“Ho una lettera dell’Anac che spiega l’inesistenza di incompatibilità”, ha detto ieri Sgarbi per difendersi dall’accusa di essere un “sottosegretario a gettone” in pieno conflitto di interessi, di approfittare cioè del suo ruolo per aggiungere al ricco stipendio i compensi per conferenze e inaugurazioni, cosa che la legge impedisce. Ma Sgarbi brandisce pareri dell’Antritrust e dell’Anticorruzione che – a suo dire – lo solleverebbero da ogni addebito. Peccato che quei pareri parlino d’altro, e infatti, da entrambe le autorità di controllo ieri è trapelata irritazione. La stessa che serpeggia nel governo dopo l’inchiesta del Fatto che ha acceso un faro sull’attività del critico che si organizzano dentro un ministero ridotto a “casa e bottega”, tra la figlia della domestica assunta nello staff e il capo segreteria che contratta i cachet e fattura: 300 mila euro in nove mesi, molti in odore di conflitti di interessi.
L’Agcm, su segnalazione del ministro Sangiuliano, proprio ieri ha aperto un’istruttoria per verificare se quelle attività sono compatibili o meno. Non lo ha fatto prima per un semplice motivo: Sgarbi si è ben guardato dal segnalarle, come con il ministro. “Sapevo che andava in giro a fare inaugurazioni e mostre, mai avrei pensato che si facesse pagare”, ha detto Sangiuliano al Fatto. Perché la legge 215/2004 vieta a ministri, vice e sottosegretari di “esercitare attività professionali o di lavoro autonomo in materie connesse con la carica di governo, di qualunque natura, anche se gratuite, a favore di soggetti pubblici o privati”. Perfino “all’estero”. Sgarbi le svolge in tutta Italia, a pagamento. E i pareri che cita? Nell’ultima relazione dell’Agcm, dello scorso giugno, ci sono davvero, ma li cita a sproposito, perché si riferiscono solo alle cariche in fondazioni ed enti culturali. E al giornalismo. (dal “Fatto quotidiano”)

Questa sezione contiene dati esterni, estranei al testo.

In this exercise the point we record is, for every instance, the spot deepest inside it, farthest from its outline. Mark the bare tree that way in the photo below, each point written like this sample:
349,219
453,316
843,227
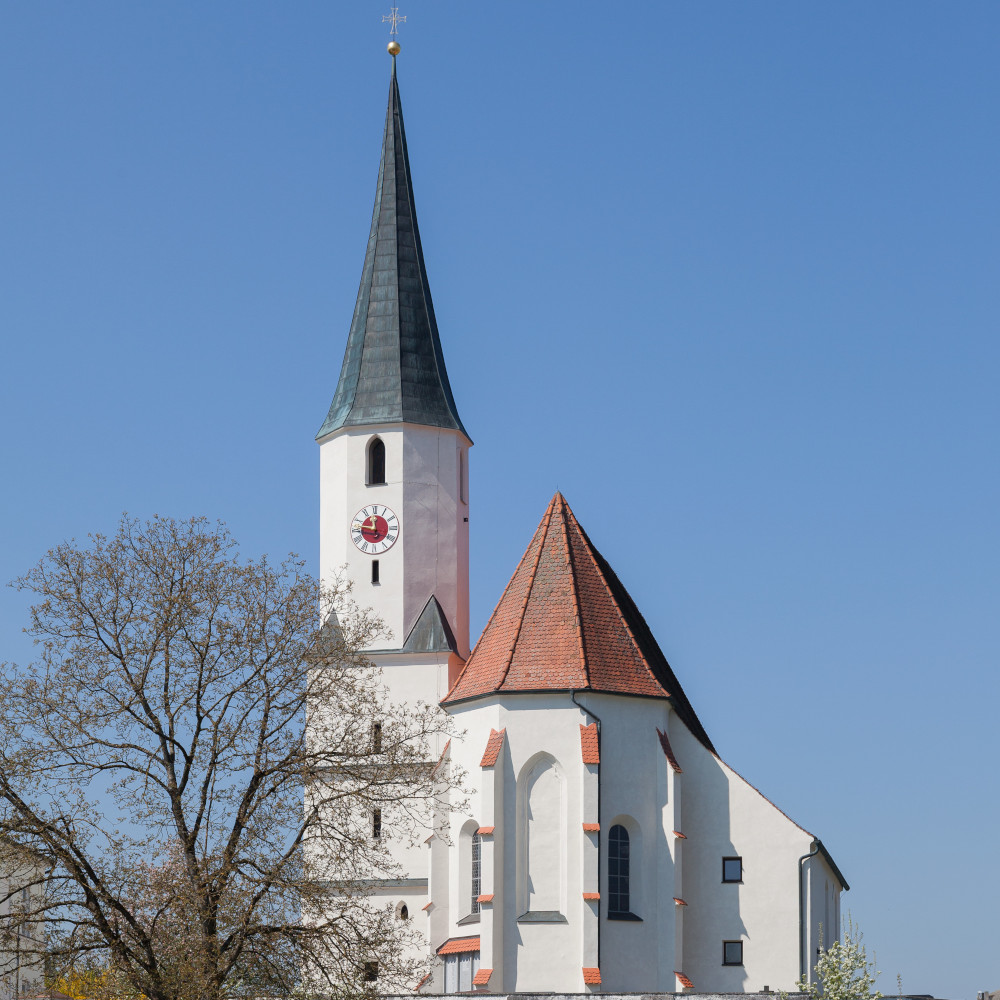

Vittorio Sgarbi non mi è antipatico con quella sua aria da Gianburrasca della politica, ma un conto è esporre il proprio pensiero in controtendenza, cosa che in tanta omologazione può essere un fatto positivo, altra cosa è violare regole di evidente incompatibilità e negare l’evidenza.
Non voglio impiccare Sgarbi alle autorità garanti di Anac e Agcm (forse la questione non merita tanto clamore giuridico), ma politicamente non posso accettare che un membro del governo faccia i cazzi suoi con attività in palese conflitto d’interesse con le sue funzioni e competenze di sotto-segretario. Sgarbi la giri come vuole, ma non ci può stare.
Non credo che l’incidente crei grossi problemi al governo Meloni anche se non gli farà di certo piacere. Il governo ha ben altre enormi grane da affrontare. Non credo nemmeno che il fatto in sé costituisca enorme scandalo. Tuttavia a Sgarbi non dovrebbe restare altro da fare che chiedere umilmente scusa, semmai dare in beneficenza gli introiti impropriamente incamerati e, cosa quasi impossibile in questo Paese, rassegnare le dimissioni.
Sgarbi di certo penserà che altri suoi colleghi di governo in materia affaristica sono ben più invischiati di lui e quindi, mal comune mezzo gaudio o, meglio, scorrettezza comune mezza inattaccabilità. Probabilmente si riterrà molto più competente e professionalmente adeguato di tanti ministri capitati per caso nell’attuale governo. Riterrà di essere un mostro di bravura rispetto al suo ministro di riferimento che snocciola cazzate a raffica. Dirà che alla gente non interessano i suoi compensi extra, ma che i cittadini comuni guardano al governo che non riesce a difendere i loro stipendi e le loro pensioni falcidiate dall’inflazione e dal caro-vita. Tutte travi vere che non tolgono la pagliuzza(?) sgarbiana. Si tolga la pagliuzza dagli occhi e si dedichi alle travi governative: sarebbe bellissimo per lui, per me e per tutti.